The credit market is showing signs that bigger price movements are on the horizon, shifting from a period of calm to one of increased choppiness.
This change is driven by a few key factors that have emerged recently. First, a sudden oil price shock, driven by geopolitical tensions, pushed Brent crude oil prices to around $100 a barrel. This immediately raised concerns about inflation. Even though the latest CPI data seemed mild, the oil surge made markets worry that inflation could remain sticky, reducing the odds of near-term interest rate cuts from the Federal Reserve. This tightening of financial conditions puts pressure on corporate borrowers.
Second, the U.S. labor market showed unexpected weakness. The economy lost 92,000 jobs in February, and the unemployment rate ticked up to 4.4%. This data dampened the optimistic 'soft landing' narrative and replaced it with concerns of a late-cycle slowdown. For the credit market, a weaker economy means a higher probability of companies defaulting on their debt, especially those with weaker financial health.
These shocks hit a market that had become somewhat complacent. Thanks to the Fed's rate cuts in late 2025, credit spreads—the extra yield investors demand to hold corporate bonds over safer government bonds—had become very narrow. This tightness meant there was little room for error, making the market vulnerable to sharp corrections. At the same time, an increase in corporate Chapter 11 bankruptcy filings, even before these shocks, hinted at underlying fragility in certain sectors.
This is why Oaktree, a major credit investor, is advocating for a selective approach. The current environment is not one for making broad bets on the entire market. Instead, the growing gap between financially strong and weak companies creates opportunities for skilled investors to pick individual winners and losers. The focus is now on careful, security-by-security analysis, while waiting for potentially more significant dislocations that could offer even better entry points.

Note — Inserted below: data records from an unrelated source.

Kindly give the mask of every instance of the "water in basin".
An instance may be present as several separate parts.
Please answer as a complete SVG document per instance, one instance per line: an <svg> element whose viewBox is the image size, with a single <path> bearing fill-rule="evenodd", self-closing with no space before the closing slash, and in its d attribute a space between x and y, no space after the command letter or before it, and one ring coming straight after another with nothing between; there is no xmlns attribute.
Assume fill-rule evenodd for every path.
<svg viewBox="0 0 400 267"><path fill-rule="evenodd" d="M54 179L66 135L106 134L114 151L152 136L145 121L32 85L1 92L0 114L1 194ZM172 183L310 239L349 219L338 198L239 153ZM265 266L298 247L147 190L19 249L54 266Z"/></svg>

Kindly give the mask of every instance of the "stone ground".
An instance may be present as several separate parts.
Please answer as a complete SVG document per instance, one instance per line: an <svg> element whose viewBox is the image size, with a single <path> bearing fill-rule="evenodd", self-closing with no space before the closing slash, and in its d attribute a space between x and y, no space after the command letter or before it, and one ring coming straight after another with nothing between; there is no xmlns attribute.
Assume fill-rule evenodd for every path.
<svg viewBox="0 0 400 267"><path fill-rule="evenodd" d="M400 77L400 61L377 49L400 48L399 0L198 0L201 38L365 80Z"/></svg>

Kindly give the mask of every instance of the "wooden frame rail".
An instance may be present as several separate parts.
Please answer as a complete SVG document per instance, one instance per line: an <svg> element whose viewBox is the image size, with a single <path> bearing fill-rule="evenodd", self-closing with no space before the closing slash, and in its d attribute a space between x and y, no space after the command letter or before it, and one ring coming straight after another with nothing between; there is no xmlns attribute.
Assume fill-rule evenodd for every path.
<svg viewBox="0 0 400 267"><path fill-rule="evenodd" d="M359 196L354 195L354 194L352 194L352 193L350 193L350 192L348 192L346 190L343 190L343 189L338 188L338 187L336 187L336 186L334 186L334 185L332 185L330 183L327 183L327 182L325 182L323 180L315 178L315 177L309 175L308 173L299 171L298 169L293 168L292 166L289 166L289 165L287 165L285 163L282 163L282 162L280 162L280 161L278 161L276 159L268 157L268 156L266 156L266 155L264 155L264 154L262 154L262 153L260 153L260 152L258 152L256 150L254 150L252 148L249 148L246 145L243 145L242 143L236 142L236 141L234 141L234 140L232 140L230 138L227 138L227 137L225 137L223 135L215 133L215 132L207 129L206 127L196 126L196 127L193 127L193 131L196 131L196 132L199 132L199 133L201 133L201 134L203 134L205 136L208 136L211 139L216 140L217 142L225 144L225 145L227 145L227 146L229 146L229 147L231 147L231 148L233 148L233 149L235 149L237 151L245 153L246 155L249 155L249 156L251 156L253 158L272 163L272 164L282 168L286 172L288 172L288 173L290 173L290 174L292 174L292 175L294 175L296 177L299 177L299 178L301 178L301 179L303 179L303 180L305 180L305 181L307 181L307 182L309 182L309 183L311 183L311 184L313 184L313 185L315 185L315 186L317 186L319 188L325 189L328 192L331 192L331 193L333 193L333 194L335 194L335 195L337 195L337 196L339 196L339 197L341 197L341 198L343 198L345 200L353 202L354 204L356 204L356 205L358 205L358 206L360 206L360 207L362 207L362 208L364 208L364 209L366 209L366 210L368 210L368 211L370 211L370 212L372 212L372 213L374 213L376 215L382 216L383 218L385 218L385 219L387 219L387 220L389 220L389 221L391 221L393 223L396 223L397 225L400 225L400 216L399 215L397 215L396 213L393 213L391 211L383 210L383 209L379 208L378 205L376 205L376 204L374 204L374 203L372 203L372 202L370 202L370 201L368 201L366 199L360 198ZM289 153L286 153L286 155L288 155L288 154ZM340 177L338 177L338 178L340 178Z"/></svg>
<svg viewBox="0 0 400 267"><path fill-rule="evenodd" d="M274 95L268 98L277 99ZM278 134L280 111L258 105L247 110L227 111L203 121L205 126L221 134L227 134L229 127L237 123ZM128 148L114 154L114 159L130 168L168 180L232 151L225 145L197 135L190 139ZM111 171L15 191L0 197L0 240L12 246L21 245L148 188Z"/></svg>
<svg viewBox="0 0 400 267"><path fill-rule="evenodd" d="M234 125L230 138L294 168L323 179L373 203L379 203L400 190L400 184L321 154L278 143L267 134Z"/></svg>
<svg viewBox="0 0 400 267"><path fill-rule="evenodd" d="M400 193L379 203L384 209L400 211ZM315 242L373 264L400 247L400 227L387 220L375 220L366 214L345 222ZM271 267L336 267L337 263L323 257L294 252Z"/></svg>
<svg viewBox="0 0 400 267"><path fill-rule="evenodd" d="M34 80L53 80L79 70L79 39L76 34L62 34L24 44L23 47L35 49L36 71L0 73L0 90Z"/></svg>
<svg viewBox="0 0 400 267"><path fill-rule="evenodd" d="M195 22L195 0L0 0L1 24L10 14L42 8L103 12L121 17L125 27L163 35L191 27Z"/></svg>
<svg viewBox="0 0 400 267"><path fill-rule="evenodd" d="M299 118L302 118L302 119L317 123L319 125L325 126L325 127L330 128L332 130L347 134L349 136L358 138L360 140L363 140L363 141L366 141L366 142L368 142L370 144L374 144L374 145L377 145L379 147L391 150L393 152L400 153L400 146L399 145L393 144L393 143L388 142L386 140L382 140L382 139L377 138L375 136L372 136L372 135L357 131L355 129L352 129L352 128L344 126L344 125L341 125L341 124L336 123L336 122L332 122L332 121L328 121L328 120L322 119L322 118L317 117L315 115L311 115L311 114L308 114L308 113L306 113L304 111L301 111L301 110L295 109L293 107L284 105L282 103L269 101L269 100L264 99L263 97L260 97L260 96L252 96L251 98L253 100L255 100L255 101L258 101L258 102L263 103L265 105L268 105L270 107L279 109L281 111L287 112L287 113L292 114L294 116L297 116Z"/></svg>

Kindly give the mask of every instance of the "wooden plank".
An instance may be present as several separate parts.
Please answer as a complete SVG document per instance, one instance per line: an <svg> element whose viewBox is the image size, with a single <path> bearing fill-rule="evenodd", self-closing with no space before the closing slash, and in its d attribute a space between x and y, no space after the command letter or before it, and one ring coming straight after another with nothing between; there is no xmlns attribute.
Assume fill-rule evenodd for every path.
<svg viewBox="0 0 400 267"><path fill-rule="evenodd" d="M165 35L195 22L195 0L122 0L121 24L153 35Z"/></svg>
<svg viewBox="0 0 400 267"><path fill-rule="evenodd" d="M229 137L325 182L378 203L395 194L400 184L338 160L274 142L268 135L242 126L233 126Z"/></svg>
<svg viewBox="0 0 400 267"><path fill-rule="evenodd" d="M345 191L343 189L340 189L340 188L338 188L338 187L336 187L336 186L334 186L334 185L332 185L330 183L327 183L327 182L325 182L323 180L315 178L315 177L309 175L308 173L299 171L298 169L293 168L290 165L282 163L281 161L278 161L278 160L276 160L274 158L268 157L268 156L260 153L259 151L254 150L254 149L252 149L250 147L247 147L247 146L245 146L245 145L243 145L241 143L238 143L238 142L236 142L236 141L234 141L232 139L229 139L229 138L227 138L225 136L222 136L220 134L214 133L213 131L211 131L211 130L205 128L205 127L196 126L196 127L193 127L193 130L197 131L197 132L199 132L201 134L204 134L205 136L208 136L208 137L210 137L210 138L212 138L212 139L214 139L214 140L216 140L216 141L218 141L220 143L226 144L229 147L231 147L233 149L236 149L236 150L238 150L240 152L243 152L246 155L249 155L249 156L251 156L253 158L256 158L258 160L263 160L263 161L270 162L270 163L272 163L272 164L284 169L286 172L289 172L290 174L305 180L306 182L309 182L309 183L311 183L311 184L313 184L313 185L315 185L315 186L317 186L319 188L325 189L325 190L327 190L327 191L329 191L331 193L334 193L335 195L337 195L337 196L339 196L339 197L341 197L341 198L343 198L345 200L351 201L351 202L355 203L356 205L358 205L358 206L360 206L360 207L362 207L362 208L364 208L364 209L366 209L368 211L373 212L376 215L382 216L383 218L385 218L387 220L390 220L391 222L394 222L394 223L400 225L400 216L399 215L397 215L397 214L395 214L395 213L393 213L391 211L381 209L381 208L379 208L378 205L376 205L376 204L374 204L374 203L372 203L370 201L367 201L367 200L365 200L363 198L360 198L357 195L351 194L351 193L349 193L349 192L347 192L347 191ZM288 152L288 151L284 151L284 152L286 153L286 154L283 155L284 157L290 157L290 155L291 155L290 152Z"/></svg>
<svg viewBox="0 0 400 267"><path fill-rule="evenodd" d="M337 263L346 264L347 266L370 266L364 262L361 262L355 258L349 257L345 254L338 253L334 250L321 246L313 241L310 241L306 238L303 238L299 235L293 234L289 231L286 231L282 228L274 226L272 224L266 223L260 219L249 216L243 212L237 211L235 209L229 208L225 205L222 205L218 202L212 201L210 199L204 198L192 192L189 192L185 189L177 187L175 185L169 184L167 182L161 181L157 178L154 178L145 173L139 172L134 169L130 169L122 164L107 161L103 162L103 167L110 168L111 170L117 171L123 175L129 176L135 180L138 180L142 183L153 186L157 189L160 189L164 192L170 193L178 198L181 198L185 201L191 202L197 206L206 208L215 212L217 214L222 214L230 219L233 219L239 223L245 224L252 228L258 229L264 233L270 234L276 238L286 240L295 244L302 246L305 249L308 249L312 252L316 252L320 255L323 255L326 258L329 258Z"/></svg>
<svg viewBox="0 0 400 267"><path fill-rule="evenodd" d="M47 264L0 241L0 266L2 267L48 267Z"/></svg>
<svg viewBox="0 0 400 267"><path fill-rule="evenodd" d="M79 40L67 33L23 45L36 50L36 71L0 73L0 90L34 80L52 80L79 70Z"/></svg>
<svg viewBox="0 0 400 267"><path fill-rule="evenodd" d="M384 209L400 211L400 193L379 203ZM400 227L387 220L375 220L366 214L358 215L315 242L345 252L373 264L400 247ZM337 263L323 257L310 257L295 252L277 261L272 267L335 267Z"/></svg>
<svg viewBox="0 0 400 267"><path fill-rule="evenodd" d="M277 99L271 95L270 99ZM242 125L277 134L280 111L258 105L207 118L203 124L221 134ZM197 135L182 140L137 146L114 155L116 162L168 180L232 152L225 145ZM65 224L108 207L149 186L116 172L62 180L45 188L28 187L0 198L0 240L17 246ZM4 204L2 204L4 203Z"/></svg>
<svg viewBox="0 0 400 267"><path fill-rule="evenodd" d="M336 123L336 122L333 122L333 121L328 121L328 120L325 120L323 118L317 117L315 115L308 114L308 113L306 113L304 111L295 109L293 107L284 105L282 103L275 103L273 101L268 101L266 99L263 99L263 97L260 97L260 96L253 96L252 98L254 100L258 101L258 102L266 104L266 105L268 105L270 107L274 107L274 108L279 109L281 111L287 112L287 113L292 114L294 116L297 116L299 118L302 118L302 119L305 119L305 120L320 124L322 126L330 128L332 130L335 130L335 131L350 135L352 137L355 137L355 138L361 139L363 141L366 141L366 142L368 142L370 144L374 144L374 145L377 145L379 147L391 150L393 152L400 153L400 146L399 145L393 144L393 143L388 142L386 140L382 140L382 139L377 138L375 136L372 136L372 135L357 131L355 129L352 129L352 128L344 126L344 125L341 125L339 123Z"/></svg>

- Credit Spread: The difference in yield between a corporate bond and a risk-free government bond with the same maturity. A wider spread indicates higher perceived risk in the corporate sector.
- Chapter 11: A form of bankruptcy in the U.S. that involves a reorganization of a debtor's business affairs, debts, and assets. It allows a company to continue operating while it restructures.
- Late-cycle slowdown: The phase of the economic cycle where growth begins to slow down after a period of expansion, often preceding a recession.